The Peace Innovation Lab in Sahilitar, a rural village in western Nepal.
Nimesh Ghimire ’15 is the recipient of a Davis Project for Peace Award that will allow him to direct, establish, and strengthen the recently launchedPeace Innovation Lab (PIL) at Shree Gyanodaya Higher Secondary School in Sahilitar, a rural village in western Nepal. The project also includes a weeklong Peace Innovation Camp.
The award will help build on the Peace Innovation Lab model and take it to its next level, according to Ghimire.
“The Peace Innovation Lab is a creative space for young people in rural communities to come together to design, prototype, and implement interesting projects that contribute to local peace-building and grassroots innovation efforts,” says Ghimire, who is collaborating with Mahabir Pun, winner of the Ramon Magasaysay Award (commonly called the Asian Nobel Prize), to set up a wireless internet network needed to establish the peace-building projects.
According to Ghimire, the PIL will strive to encourage continued participation in Nepali peace-building affairs and assist with the rebuilding of Nepal’s public education system. One of the outcomes of the weeklong Peace Innovation Camp is that the students will come up with at least five projects for implementation in their local village over the following months.

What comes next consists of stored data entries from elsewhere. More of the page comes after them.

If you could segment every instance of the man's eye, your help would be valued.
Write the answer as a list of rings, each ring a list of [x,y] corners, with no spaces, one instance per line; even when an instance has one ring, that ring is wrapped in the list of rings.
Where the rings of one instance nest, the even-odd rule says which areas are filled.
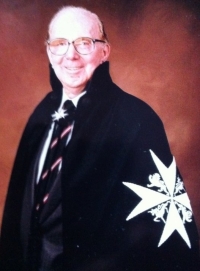
[[[51,46],[55,46],[55,47],[64,46],[64,45],[66,45],[66,42],[64,40],[56,40],[51,43]]]
[[[66,43],[65,43],[64,41],[61,41],[61,42],[59,42],[58,45],[59,45],[59,46],[64,46],[64,45],[66,45]]]
[[[89,40],[78,40],[78,41],[76,41],[76,45],[77,46],[88,46],[88,45],[90,45],[90,41]]]
[[[90,42],[89,42],[88,40],[82,40],[81,44],[82,44],[82,45],[89,45]]]

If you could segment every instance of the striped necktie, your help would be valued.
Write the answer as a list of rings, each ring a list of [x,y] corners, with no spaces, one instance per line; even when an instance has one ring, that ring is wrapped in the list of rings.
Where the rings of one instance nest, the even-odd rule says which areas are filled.
[[[35,191],[35,209],[39,211],[47,202],[51,187],[62,165],[62,155],[73,128],[75,106],[67,100],[54,115],[54,128],[44,162],[42,174]]]

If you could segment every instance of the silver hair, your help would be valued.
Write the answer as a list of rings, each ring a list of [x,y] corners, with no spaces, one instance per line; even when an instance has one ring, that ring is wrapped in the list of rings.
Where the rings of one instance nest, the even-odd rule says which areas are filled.
[[[65,17],[69,14],[69,11],[75,15],[79,15],[80,13],[82,15],[85,15],[89,18],[91,18],[92,20],[94,20],[94,22],[96,22],[98,24],[98,27],[99,27],[99,32],[100,32],[100,38],[102,40],[105,40],[108,42],[108,37],[107,37],[107,34],[105,32],[105,28],[104,28],[104,25],[103,25],[103,22],[99,19],[99,17],[87,10],[86,8],[83,8],[83,7],[75,7],[75,6],[64,6],[62,7],[61,9],[59,9],[59,11],[53,16],[53,18],[51,19],[50,23],[49,23],[49,27],[48,27],[48,34],[50,35],[50,32],[51,32],[51,28],[53,27],[53,24],[55,23],[55,21],[59,18],[59,17]]]

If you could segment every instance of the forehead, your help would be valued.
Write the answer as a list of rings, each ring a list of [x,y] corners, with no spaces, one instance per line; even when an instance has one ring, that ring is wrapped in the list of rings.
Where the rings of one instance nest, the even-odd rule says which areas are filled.
[[[65,14],[54,19],[49,30],[51,39],[79,37],[99,38],[99,26],[96,20],[82,14]]]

“During the decade-long civil war, a lot of young students in rural Nepali communities were directly involved,” Ghimere says. “After the active war ended in 2006, these young students have very little or no involvement in the peace building process. PIL’s vision is to engage young people into the peace building process and leverage their creative insight into solving local (peace building) challenges.”
Ghimire adds that a complicating factor is Nepal’s “broken” public education system. “There is too much focus on rote learning and not much emphasis on innovation, creativity, entrepreneurship and impact,” he says. “PIL’s vision is to promote itself as an innovation hub, integrated into the local public school, allowing young students to use the space as a place to create, tinker, explore, and connect.”
The Davis Projects for Peace awards more than $1.2 million in $10,000 grants to students who submit proposals for 2013 summer projects. The grant is named for philanthropist Kathryn W. Davis and funds projects that address conflict resolution and reconciliation, foster understanding, provide opportunity, and build community.
“This project will allow us to connect this rural corner of Nepal and the students to the global village,” Ghimiere says, “make different online resources available to the entire village as well as introduce a couple of revenue models – an internet cafe and a basic telemedicine hub – to generate some money for the Lab’s resource requirements. I want to help people launch some initiatives that will bring new energy and ideas to the prospects of peace in the world.”
The project is further supported with seed funding from Global Changemakers, a program managed by the British Council.